Sabre Corp (SABR) is not a strong buy for a beginner, long-term investor at this time. The stock shows mixed signals with no strong upward momentum, and analysts have lowered price targets. While there are some positive catalysts, the technical indicators and financial performance suggest caution.
The technical indicators are bearish. The MACD is below zero and negatively contracting, RSI is neutral at 54.29, and the moving averages indicate a bearish trend (SMA_200 > SMA_20 > SMA_5). The stock is trading near its pivot level of 1.502, with resistance at 1.66 and support at 1.343.

Sabre's revenue grew 3.36% YoY in Q4 2025, and net income improved by 38.02% YoY. The company also entered into a strategic governance agreement with Constellation Software, which could enhance governance. BofA forecasts Sabre to outpace industry growth in air bookings by FY26.
The stock's technical indicators are bearish, and there is no recent congress trading activity.

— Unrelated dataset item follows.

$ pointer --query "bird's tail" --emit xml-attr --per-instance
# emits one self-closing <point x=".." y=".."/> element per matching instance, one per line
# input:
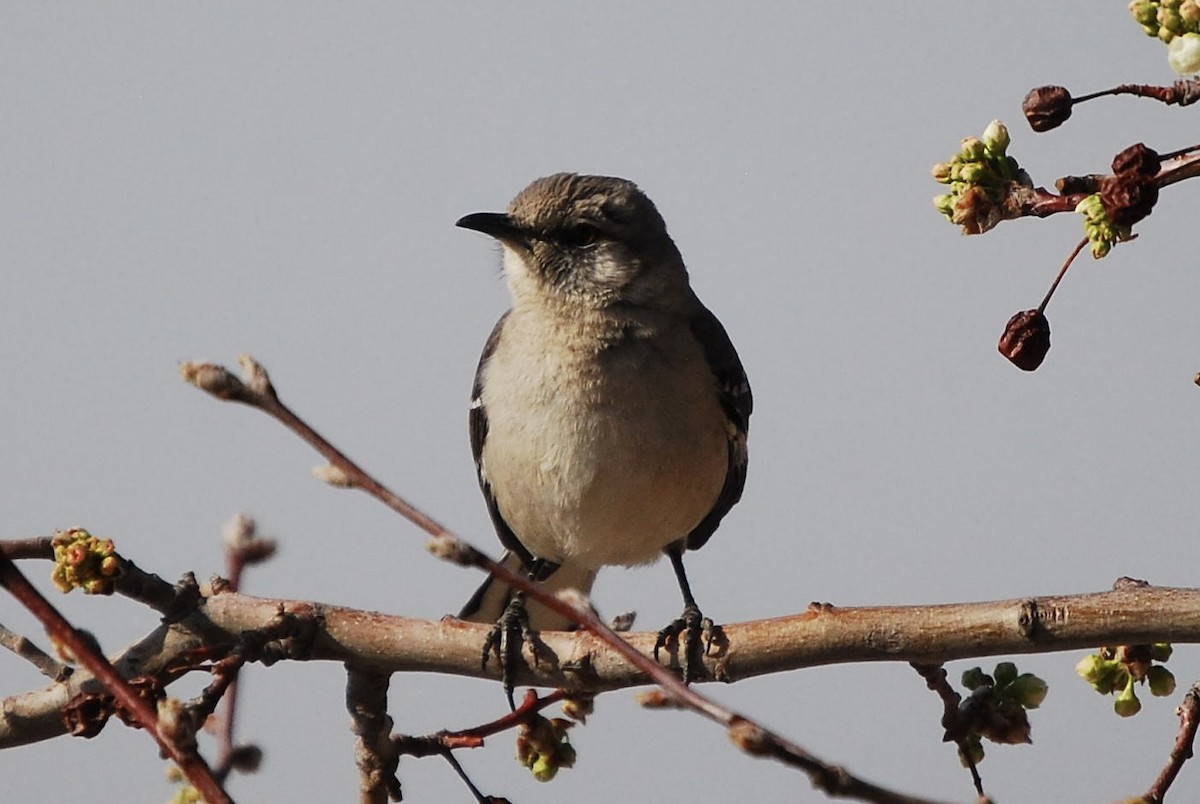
<point x="492" y="597"/>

In Q4 2025, Sabre reported revenue of $667 million, up 3.36% YoY, and net income of -$103.1 million, an improvement of 38.02% YoY. EPS increased to -0.26, up 36.84% YoY. However, gross margin dropped to 56.18%, down 4.49% YoY.
Analyst sentiment is mixed to negative. BofA maintains a Buy rating but lowered the price target to $2.40 from $2.90. Bernstein downgraded the stock to Market Perform with a $1.50 price target, citing skepticism about AI distribution monetization. Morgan Stanley lowered its price target to $1.75 from $2.25 and maintains an Equal Weight rating.